Définition
Un modèle formel de décision selon lequel les préférences d'un agent sur des perspectives risquées sont représentées par une fonction d'utilité telle que l'agent préfère les loteries ayant une utilité espérée supérieure ; sous les axiomes de von Neumann‑Morgenstern (complétude, transitivité, continuité, indépendance), les préférences admettent une représentation par utilité espérée et le choix rationnel se réduit à maximiser l'utilité espérée.

Principe

Principe
Si les préférences d'un agent satisfont les axiomes de cohérence vNM, il existe une fonction d'utilité cardinale u(·) telle que, parmi les loteries, l'agent classe les alternatives par E[u(issue)] ; les attitudes face au risque sont codées dans la concavité de u et le choix sous incertitude se réduit à la maximisation de l'utilité espérée.

Démonstration

Démonstration
Scénario illustratif → Un individu choisit entre un sûr de 50 $ et une chance de 50 % de 0 $ / 50 % de 120 $. Avec u(x)=√x (concave), calculer E[u] de la loterie = 0,5·√0 + 0,5·√120 ≈ 5,477 ; utilité du sûr 50 $ = √50 ≈ 7,071 → préférence pour le sûr 50 $, illustrant l'aversion au risque selon l'utilité espérée.

Mauvaise application

Mauvaise application
Employer la théorie de l'utilité espérée comme modèle descriptif inconditionnel lorsque les préférences observées violent l'axiome d'indépendance (p. ex. choix de type Allais) ou en présence d'ambiguïté sur les probabilités ; ou comparer des utilités entre personnes comme si les utilités cardinales étaient interpersonnellement comparables — l'erreur est de traiter la représentation normative comme un fait empirique absolu ou de considérer l'utilité cardinale comme directement comparable entre agents.

Conséquence

Conséquence
Fournit un repère normatif parcimonieux pour le choix cohérent sous risque, une base pour des statiques comparatives (comment les changements de probabilités ou d'enjeux affectent les choix) et un fondement pour l'analyse du bien‑être et des politiques, mais ses implications empiriques et normatives dépendent de la validité des axiomes sous‑jacents et des évaluations probabilistes.

Inversion

Inversion
Lorsque l'indépendance ou d'autres axiomes vNM échouent empiriquement, ou lorsque les décideurs font face à de l'ambiguïté plutôt qu'au risque, des représentations alternatives (utilité dépendante du rang, théorie des prospectes, utilité espérée maxmin) peuvent mieux rendre compte des choix observés et des préoccupations normatives.

Limite

Limite
Manifestement inclus : choix mono‑agent sous probabilités objectives ou subjectives bien spécifiées où les axiomes vNM sont appropriés.
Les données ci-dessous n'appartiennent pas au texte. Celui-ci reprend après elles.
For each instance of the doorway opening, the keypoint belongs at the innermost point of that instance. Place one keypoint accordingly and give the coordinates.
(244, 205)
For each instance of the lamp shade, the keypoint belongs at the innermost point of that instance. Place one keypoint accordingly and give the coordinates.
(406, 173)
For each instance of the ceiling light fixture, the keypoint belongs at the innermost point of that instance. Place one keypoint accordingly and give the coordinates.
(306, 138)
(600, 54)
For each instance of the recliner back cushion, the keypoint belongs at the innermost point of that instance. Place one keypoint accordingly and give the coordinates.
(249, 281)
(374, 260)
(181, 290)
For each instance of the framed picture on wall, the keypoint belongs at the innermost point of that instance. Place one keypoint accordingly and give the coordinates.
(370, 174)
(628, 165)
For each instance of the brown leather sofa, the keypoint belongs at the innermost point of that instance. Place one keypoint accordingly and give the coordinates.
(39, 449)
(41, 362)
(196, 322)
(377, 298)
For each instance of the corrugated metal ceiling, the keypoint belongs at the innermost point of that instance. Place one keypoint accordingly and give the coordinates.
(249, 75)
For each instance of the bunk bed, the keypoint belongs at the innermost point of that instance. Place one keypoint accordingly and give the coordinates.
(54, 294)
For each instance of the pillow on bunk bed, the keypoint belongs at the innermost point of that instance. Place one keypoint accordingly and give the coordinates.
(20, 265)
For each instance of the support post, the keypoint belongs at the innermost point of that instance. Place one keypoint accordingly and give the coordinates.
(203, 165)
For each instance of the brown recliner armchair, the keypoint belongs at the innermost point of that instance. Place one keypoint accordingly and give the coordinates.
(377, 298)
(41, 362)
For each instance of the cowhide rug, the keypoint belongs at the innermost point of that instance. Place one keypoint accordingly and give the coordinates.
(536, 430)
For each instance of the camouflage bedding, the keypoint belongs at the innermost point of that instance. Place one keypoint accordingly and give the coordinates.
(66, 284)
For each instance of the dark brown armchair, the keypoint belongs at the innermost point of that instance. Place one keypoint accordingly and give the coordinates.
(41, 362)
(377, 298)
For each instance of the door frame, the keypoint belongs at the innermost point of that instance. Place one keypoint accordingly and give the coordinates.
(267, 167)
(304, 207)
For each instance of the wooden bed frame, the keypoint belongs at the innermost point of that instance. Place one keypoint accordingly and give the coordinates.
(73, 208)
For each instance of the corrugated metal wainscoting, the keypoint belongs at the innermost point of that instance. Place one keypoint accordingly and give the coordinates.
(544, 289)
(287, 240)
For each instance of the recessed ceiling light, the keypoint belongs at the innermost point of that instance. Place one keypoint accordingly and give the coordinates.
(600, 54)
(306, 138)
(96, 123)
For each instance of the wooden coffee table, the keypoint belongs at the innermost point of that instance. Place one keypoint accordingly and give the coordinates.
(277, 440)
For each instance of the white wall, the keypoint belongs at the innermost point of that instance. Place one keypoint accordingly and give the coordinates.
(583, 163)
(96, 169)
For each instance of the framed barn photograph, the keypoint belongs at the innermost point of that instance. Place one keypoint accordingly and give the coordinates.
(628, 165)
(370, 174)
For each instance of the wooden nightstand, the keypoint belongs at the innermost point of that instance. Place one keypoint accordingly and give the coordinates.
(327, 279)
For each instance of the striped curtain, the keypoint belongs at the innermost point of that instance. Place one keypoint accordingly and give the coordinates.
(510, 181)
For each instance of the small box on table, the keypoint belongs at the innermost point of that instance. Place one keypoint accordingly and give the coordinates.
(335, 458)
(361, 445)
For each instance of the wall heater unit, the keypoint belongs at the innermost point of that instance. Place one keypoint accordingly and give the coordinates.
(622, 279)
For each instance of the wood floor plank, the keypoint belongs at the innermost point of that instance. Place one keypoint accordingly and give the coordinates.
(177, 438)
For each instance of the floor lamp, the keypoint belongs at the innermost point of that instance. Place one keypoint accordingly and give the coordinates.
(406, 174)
Cas frontière : situations d'ambiguïté sur les probabilités, d'utilités dépendant de l'état, ou de préférences intertemporelles en tension avec l'actualisation par utilité espérée. Manifestement exclu : interaction stratégique multi‑agent en tant que telle (requiert un cadrage en théorie des jeux).

Tension sémantique

Tension sémantique
Cohérence normative impliquée par les axiomes vNM (consistance interne, représentation par utilité) ↔ résultats empiriques montrant des violations systématiques (anomalies comportementales) et objections normatives aux prescriptions de l'utilité espérée en présence d'ambiguïté ou de préoccupations distributives.

Synthèse

Synthèse
La théorie de l'utilité espérée établit un lien serré et testable entre axiomes de cohérence et règle de décision calculable : elle précise quelles exigences normatives demandent (cohérence axiomatique et assignation de probabilités) et où des écarts empiriques ou éthiques appellent des modèles alternatifs.